永琪進門後直接自報身份:“我是當今皇上的第五子,奉旨前來審問你的!”永琪按照蕭風設計好的話嘲諷卻自信的看著綁在柱子上滿身鎖鏈的人,“費盡心力籌劃刺殺卻落得個如此下場,真是白費功夫了!”
“唔……”言辭間的挖苦和戲謔,像刺在對方心上的小箭,使得鐵鏈因掙紮而作響。
“他怎麼不會說話?”班傑明不解地問道蕭風。
“卸了下巴,防止他咬舌自盡或是咬毒自盡,到時候可就不好辦了。”蕭風上前駕輕就熟的給人的下巴複位。
“你或許還不知道吧,採蓮落網了,什麼都招了。”永琪故意咬重採蓮兩個字,繼續刺激著這個人,“隻可惜了,玉一樣的美人兒,被折磨的人不像人,鬼不像鬼的,當真是我見猶憐呢!”
所有的人都知道今天一早,就拖進來一個女囚犯,在大牢裏被行刑,現在細想,那聲音和採蓮極其相似。
其實不過是普通的女子的聲音,隻不過如此緊張的條件下,又有幾個真的能分辨出不同呢?
幾人看到人動靜極大,蕭風就知道這件事他賭對了,傅恆那邊找不找的到採蓮他已經不在意了,隻要確定採蓮是白蓮教的人,這就足夠了。
“不信?把人帶上來!”發覺到此人的遲疑,永琪便吩咐人開始下一步計劃,親眼所見,攻其心,斷其誌。
“是,五阿哥!”
“他們對我用了刑,我的手指都斷了,而且那些人……”一個渾身是血的女子被衙役如同玩意兒牲畜一般拖進來,一出聲,大牢裏的亂黨和這個男子的心理防線盡數倒塌崩潰。
“採蓮!採蓮!”鐵鏈被大力掙紮的叮噹亂響。
“帶下去,犒勞犒勞你們吧!”蕭風招了招手,語氣輕佻隨意。
“小人們謝大人體恤!”兩個衙役興高采烈的上來將“採蓮”拖了出去,一路的求饒讓其餘亂黨心驚膽戰,一個女子這些人都如此用刑,那他們這些男人呢?

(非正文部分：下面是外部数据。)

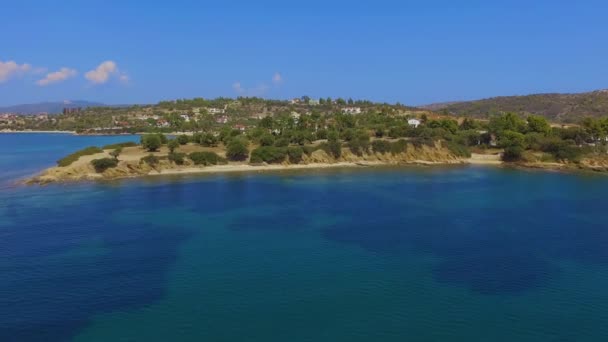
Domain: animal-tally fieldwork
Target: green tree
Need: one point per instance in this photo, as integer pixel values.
(183, 139)
(173, 144)
(116, 153)
(237, 150)
(538, 124)
(151, 142)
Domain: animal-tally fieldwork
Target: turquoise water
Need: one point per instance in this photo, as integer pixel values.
(395, 254)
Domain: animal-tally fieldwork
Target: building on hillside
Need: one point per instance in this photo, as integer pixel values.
(258, 116)
(414, 122)
(216, 111)
(72, 110)
(351, 110)
(296, 117)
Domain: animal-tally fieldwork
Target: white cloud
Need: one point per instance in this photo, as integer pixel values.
(261, 89)
(11, 68)
(238, 88)
(104, 72)
(57, 76)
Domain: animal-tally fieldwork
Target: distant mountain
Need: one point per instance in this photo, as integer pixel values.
(555, 107)
(47, 107)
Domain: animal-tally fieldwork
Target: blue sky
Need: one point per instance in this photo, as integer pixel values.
(413, 52)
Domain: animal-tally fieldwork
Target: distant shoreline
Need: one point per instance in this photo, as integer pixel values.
(37, 132)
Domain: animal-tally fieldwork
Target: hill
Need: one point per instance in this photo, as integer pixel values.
(47, 107)
(555, 107)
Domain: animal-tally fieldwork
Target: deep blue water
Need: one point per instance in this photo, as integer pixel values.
(388, 254)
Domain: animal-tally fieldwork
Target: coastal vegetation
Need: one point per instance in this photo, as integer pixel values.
(68, 160)
(101, 165)
(327, 133)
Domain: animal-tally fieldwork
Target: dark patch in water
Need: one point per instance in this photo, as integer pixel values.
(46, 294)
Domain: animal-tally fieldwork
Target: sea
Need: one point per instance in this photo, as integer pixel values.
(457, 253)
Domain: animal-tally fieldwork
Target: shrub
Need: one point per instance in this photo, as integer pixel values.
(266, 140)
(381, 146)
(399, 146)
(458, 150)
(295, 154)
(172, 145)
(116, 153)
(183, 139)
(321, 134)
(281, 142)
(205, 158)
(177, 158)
(359, 143)
(512, 153)
(208, 140)
(309, 149)
(237, 150)
(151, 160)
(151, 142)
(103, 164)
(269, 154)
(68, 160)
(119, 145)
(333, 148)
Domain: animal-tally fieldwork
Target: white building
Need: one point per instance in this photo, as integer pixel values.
(215, 111)
(414, 122)
(351, 110)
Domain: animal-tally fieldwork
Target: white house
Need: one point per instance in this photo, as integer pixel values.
(215, 111)
(351, 110)
(414, 122)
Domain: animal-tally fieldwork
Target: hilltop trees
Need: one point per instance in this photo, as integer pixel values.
(237, 149)
(152, 142)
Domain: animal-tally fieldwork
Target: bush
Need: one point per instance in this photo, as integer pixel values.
(172, 145)
(458, 150)
(268, 154)
(208, 140)
(359, 143)
(266, 140)
(151, 142)
(561, 150)
(333, 148)
(177, 158)
(183, 139)
(103, 164)
(321, 134)
(119, 145)
(295, 154)
(237, 150)
(205, 158)
(68, 160)
(281, 142)
(398, 147)
(381, 146)
(309, 149)
(151, 160)
(512, 153)
(116, 153)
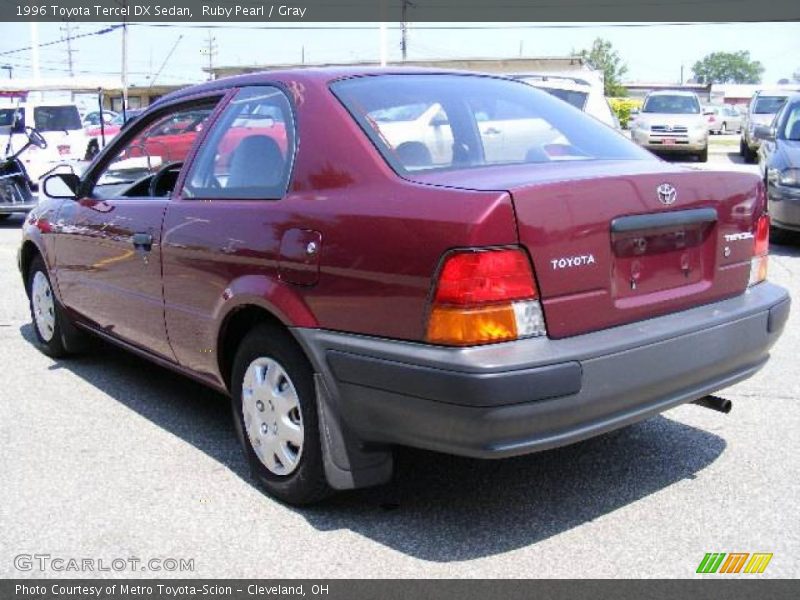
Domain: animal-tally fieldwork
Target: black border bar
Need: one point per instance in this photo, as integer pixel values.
(394, 11)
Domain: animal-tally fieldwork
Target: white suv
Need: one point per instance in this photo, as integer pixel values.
(59, 124)
(672, 122)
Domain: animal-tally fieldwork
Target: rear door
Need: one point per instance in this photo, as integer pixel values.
(109, 244)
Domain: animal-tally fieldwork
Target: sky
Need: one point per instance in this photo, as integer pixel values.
(653, 53)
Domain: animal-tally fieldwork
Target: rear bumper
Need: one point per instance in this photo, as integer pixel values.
(519, 397)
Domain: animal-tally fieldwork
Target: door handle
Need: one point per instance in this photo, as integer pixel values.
(143, 240)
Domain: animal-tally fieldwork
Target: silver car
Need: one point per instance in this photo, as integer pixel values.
(671, 122)
(723, 119)
(763, 107)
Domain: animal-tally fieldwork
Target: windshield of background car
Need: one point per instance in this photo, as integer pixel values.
(574, 97)
(56, 118)
(468, 121)
(677, 105)
(768, 105)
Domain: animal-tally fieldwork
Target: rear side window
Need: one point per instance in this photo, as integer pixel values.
(768, 105)
(425, 122)
(249, 152)
(56, 118)
(678, 104)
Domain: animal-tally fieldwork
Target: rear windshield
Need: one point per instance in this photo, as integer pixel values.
(574, 97)
(768, 105)
(56, 118)
(676, 105)
(425, 122)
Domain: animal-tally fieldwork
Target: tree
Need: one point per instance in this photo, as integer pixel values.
(728, 67)
(605, 59)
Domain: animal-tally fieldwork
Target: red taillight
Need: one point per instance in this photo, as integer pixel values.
(762, 236)
(758, 266)
(479, 277)
(485, 296)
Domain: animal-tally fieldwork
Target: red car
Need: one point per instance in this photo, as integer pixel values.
(449, 261)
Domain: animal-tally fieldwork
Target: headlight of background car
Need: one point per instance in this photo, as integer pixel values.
(790, 177)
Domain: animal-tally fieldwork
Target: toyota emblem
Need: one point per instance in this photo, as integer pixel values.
(667, 194)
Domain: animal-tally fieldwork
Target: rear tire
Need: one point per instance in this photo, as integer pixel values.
(55, 333)
(274, 407)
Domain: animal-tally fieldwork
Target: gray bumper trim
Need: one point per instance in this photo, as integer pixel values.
(627, 373)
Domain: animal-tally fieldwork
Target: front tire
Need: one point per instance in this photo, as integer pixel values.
(275, 413)
(55, 334)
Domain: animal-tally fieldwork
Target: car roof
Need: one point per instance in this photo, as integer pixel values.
(671, 93)
(555, 82)
(317, 75)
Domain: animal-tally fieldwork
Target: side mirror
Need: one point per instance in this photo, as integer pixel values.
(764, 133)
(61, 186)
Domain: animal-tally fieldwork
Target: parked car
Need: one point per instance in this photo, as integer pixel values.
(723, 119)
(762, 109)
(579, 92)
(99, 137)
(350, 297)
(16, 194)
(92, 119)
(61, 127)
(671, 122)
(779, 162)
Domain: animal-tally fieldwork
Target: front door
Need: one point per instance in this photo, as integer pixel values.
(109, 242)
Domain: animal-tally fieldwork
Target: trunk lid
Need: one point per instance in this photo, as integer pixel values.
(607, 251)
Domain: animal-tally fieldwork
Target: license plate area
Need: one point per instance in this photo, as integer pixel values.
(662, 256)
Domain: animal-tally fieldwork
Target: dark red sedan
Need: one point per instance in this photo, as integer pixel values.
(370, 258)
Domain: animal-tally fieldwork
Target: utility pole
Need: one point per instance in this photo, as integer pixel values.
(66, 35)
(404, 27)
(211, 50)
(125, 62)
(37, 76)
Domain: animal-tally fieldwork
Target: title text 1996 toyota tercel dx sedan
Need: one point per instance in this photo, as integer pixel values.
(364, 259)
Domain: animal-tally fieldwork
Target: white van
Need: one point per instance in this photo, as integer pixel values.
(60, 124)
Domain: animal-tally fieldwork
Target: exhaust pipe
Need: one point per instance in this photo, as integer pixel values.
(715, 403)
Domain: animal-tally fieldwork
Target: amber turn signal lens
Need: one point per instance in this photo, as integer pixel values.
(467, 327)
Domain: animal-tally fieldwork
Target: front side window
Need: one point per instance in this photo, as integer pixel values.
(249, 153)
(791, 128)
(7, 116)
(57, 118)
(667, 104)
(424, 122)
(162, 144)
(768, 105)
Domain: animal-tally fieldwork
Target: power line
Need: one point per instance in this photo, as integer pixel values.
(446, 27)
(63, 40)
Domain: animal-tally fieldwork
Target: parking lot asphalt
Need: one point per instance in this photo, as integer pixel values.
(106, 456)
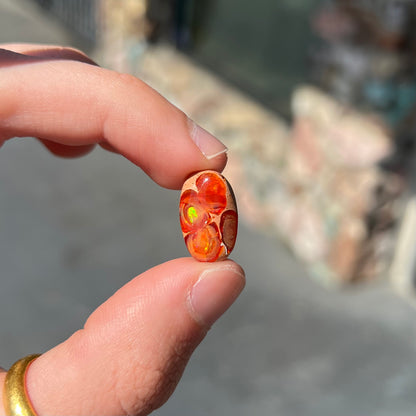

“啊……救命,不要,不要……”女子的尖叫害怕聲交織著衣衫撕扯破裂的聲音響徹整個牢房,那是絕望的哀嚎。
“有什麼想說的,現在可以隨便說!”
“狗皇帝的兒子和走狗,你們連姑孃家都不放過,你們喪心病狂!”鐵鏈綁住的人用力掙紮,卻無濟於事,隻能大放厥詞的過過嘴癮。
“你放肆!”永琪一巴掌扇在這個男子的臉上。
“啊……”隔壁牢房女子哭泣叫喊聲不斷傳來,更加刺激著那個人的神經。
“你們放了她!放了她!她隻是……”
“她隻是扮演一個弱者吸引幾個姑娘對嗎?這麼多地方,偏偏是要去北京投靠親人,說明什麼?一開始其實是打算讓採蓮混到這一行人裡給你們通風報信吧?亦或是趁機下毒?”蕭風按照晴兒和永琪的複述,得知了採蓮當時的話,所以直接幫這個男子說了白蓮教的計劃。
“哼!”被說中計劃的男子便不再說話。
“不承認沒關係,狀紙在我手裏,我想把它寫成什麼樣子都可以,哪怕你自盡了我都不怕,隻要你的手指能用就行!”蕭風捏著那個男人的嘴再次把下巴卸下來,“等到時候把這些東西公之於眾,誰還管他是真的還是我們偽造的呢?”
“哈哈哈,白紙黑字,百姓當然是相信這些的!”永琪也開懷大笑,又有些可憐的看著那個人,“不知道你所信任奉為神教的教會是否派人來救你們這些棄子?”
“一共抓了幾個活口?”蕭風問道身邊的衙役。
“大人還有十幾個人!”
“報,大人,那個女犯人受不住……已經死了……”這個隨從聲音極大,所有人都聽到了此話,有的人已經嚇得有些失禁了。
“唔……”聽聞此訊息,最大反應的還是這個男子,那個男子恨不得殺了剛剛下令的蕭風,可惜他沒這個機會。
“你不怕給他複位後他咬舌自盡嗎?”出了監牢,永琪摘下帽子問到蕭風。
“他能說出話來都已經是因為採蓮的刺激,否則他現在喝水都是問題,咬舌想咬都咬不上!”
“明天開始,鬧市口各個路口要設好埋伏,隻要有人營救,一個也不能放虎歸山,不必為了留活口手下留情。”
“是!”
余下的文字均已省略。